A proteção instituída pela Lei Maria da Penha (Lei 11.340/06) deve abranger toda mulher submetida à violência de qualquer tipo no âmbito da unidade doméstica, da família ou de relação íntima de afeto. Com essa consideração, a Quinta Turma, em decisão unânime, negou habeas corpus a homem acusado de agredir a cunhada, irmã de sua companheira, que morava com o casal havia mais de um ano.
Consta dos autos que o paciente foi denunciado pelo Ministério Público do Distrito Federal (MPDF) pela prática do crime previsto no artigo 129, parágrafo 9.º, do Código Penal. Em primeira instância, a denúncia não foi recebida. Segundo o juiz, a vítima, cunhada, não integrava a descrição típica do crime.
Inconformado, o MPDF interpôs recurso, que foi provido por maioria no Tribunal de Justiça do Distrito Federal (TJDF). Segundo entendeu o tribunal, há parentesco por afinidade, nos termos do parágrafo 1º do artigo 1.595 do Código Civil, ficando configurada, em tese, a violência doméstica contra a mulher no âmbito da família – “compreendida como a comunidade formada por indivíduos que são ou se consideram aparentados, unidos por laços naturais, por afinidade ou por vontade expressa”.
Com base no voto vencido, que não considerava a Lei Maria da Penha aplicável em relação à cunhada, a defesa interpôs embargos infringentes. O TJDF negou provimento. “A pretensão do legislador foi abarcar toda mulher em situação de desigualdade e submetida a sevícias por quem quer que seja no âmbito da convivência doméstica e familiar, dispensando a existência de relação amorosa ou afetividade profunda”, considerou o desembargador.
Qualquer situação
Segundo o TJDF, o legislador não tratou apenas da proteção à mulher na convivência conjugal ou marital. “Qualquer situação de risco, no âmbito familiar ou doméstico, em que seviciada a mulher, abre espaço para submissão do agente aos ditames da Lei 11.340”, considerou.

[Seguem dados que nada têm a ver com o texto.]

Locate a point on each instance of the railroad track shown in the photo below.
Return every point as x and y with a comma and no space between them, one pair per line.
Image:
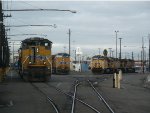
101,104
55,108
73,97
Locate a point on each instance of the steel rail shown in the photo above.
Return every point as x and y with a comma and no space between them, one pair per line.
74,96
100,96
48,98
84,103
53,104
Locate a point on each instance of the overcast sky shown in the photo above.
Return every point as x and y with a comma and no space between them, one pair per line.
92,27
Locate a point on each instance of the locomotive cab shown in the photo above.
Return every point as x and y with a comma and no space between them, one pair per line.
35,59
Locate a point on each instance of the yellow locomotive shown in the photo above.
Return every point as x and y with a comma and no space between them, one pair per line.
35,59
61,63
103,64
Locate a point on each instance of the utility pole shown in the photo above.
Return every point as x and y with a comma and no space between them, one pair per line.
143,53
116,43
132,56
120,49
149,51
1,25
110,51
99,50
69,41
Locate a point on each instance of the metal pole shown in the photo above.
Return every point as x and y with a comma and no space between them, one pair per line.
116,43
132,56
120,49
110,51
143,52
13,53
149,51
69,41
99,50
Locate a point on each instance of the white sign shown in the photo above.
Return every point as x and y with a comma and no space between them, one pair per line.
78,51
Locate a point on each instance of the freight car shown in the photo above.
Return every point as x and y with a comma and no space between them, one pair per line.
61,63
35,59
103,64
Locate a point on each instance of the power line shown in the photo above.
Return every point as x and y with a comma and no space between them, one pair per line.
31,25
26,34
72,11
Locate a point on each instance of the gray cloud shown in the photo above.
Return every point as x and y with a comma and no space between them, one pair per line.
92,26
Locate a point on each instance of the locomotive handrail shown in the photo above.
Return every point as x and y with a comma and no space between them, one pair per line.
24,62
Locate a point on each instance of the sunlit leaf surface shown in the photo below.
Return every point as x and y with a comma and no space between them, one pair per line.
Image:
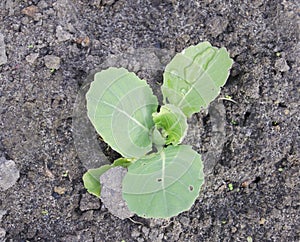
120,106
164,184
194,77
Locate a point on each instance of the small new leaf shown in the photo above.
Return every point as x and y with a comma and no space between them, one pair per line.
172,122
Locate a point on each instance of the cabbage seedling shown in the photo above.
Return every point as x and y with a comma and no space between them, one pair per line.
164,177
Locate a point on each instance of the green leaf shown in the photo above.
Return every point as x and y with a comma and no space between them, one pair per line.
120,106
194,77
172,122
164,184
91,179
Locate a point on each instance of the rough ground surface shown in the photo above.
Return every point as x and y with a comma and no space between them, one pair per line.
52,46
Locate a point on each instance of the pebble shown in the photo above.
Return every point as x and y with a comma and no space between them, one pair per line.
281,65
89,202
30,11
111,192
62,35
3,57
52,62
108,2
9,173
31,58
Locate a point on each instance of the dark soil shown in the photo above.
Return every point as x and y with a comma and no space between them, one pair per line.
260,155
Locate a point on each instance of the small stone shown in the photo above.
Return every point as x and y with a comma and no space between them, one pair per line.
3,57
62,35
30,11
2,233
52,62
281,65
108,2
60,190
89,202
111,192
9,173
31,58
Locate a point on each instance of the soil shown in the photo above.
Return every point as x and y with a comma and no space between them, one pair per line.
251,192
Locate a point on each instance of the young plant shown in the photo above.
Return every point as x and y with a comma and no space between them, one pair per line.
164,177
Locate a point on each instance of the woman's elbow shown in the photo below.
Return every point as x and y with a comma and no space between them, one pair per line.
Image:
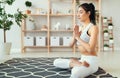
90,50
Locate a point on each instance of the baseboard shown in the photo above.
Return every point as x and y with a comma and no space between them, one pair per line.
15,51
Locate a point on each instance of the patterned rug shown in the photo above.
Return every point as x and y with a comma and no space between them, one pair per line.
39,68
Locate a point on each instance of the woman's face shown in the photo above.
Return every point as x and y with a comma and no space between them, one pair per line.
82,15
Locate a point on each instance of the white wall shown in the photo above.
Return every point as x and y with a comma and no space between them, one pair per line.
109,8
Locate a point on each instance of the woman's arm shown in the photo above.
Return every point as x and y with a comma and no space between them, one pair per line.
93,39
73,41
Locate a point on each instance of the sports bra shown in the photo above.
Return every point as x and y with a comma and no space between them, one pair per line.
84,35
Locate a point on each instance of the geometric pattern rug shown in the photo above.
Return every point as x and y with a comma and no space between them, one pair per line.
39,68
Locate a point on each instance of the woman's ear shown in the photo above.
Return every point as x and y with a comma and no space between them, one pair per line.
89,12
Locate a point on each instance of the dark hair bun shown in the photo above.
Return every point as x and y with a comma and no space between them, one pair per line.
92,6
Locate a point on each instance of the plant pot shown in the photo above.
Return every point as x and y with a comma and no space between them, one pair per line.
104,20
110,27
105,34
30,25
5,48
28,12
110,41
106,48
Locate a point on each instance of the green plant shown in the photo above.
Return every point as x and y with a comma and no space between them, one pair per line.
105,17
77,2
111,38
7,19
28,4
110,24
105,31
106,45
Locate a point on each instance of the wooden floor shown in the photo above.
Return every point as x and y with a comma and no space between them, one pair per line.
109,61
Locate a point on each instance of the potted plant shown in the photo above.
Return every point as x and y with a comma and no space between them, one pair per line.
105,33
28,4
110,26
77,2
6,21
111,40
31,25
104,19
106,46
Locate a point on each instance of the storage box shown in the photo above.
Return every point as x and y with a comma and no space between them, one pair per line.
28,41
40,41
55,41
67,40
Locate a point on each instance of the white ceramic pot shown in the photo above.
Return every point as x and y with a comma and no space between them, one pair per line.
106,48
104,20
5,48
110,27
111,41
105,34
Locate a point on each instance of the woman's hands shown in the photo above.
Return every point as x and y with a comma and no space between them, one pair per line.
76,62
76,32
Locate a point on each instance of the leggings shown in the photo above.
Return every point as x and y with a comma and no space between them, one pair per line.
79,71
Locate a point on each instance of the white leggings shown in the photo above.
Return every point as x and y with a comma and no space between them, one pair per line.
79,71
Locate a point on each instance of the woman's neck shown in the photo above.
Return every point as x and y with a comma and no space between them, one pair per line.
86,23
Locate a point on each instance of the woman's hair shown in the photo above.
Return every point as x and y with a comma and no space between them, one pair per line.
89,7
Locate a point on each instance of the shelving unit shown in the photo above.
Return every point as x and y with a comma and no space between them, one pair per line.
55,13
108,37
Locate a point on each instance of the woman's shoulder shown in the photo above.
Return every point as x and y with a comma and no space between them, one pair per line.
94,28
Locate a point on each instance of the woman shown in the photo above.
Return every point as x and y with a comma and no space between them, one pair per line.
86,39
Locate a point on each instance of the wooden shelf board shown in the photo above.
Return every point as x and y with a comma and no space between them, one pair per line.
35,46
37,14
61,30
34,30
61,15
60,46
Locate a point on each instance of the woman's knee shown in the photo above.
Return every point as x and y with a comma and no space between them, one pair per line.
79,72
61,63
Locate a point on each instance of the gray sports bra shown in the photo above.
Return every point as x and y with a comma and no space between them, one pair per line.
84,35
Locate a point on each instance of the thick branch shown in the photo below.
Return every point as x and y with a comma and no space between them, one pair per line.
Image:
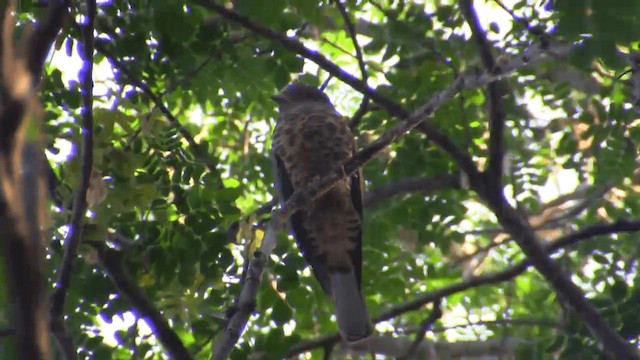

No habeas corpus dirigido ao STJ, a defesa sustentou que não há notícia sobre relação íntima de afetividade entre o paciente e a suposta vítima, nem de submissão financeira ou moral da agredida ao acusado, uma vez que eles apenas residiam na mesma casa, o que, por si só, seria incapaz de justificar a aplicação da Lei Maria da Penha.
A Quinta Turma discordou e negou o habeas corpus. “A Lei 11.340 tem o intuito de proteger a mulher da violência doméstica e familiar que lhe cause morte, lesão, sofrimento físico, sexual ou psicológico e dano moral ou patrimonial”, observou a ministra Laurita Vaz, relatora do caso. Segundo ela, para que a lei seja aplicada, é preciso que a agressão seja cometida “no âmbito da unidade doméstica, da família ou em qualquer relação íntima de afeto”.
Ela observou que, de acordo com a jurisprudência do STJ, “a relação existente entre os sujeitos ativo e passivo deve ser analisada em face do caso concreto, para verificar a aplicação da Lei Maria da Penha, sendo desnecessário configurar a coabitação entre eles”. No caso em julgamento, acrescentou a ministra, a vítima era irmã da companheira do agressor e fazia mais de um ano que vinha morando na mesma casa.
“Nesse contexto, inarredável concluir pela incidência da Lei n.º 11.343, tendo em vista o sofrimento físico em tese sofrido por mulher em âmbito familiar, nos termos expressos do artigo 5.º, inciso II”, concluiu a ministra.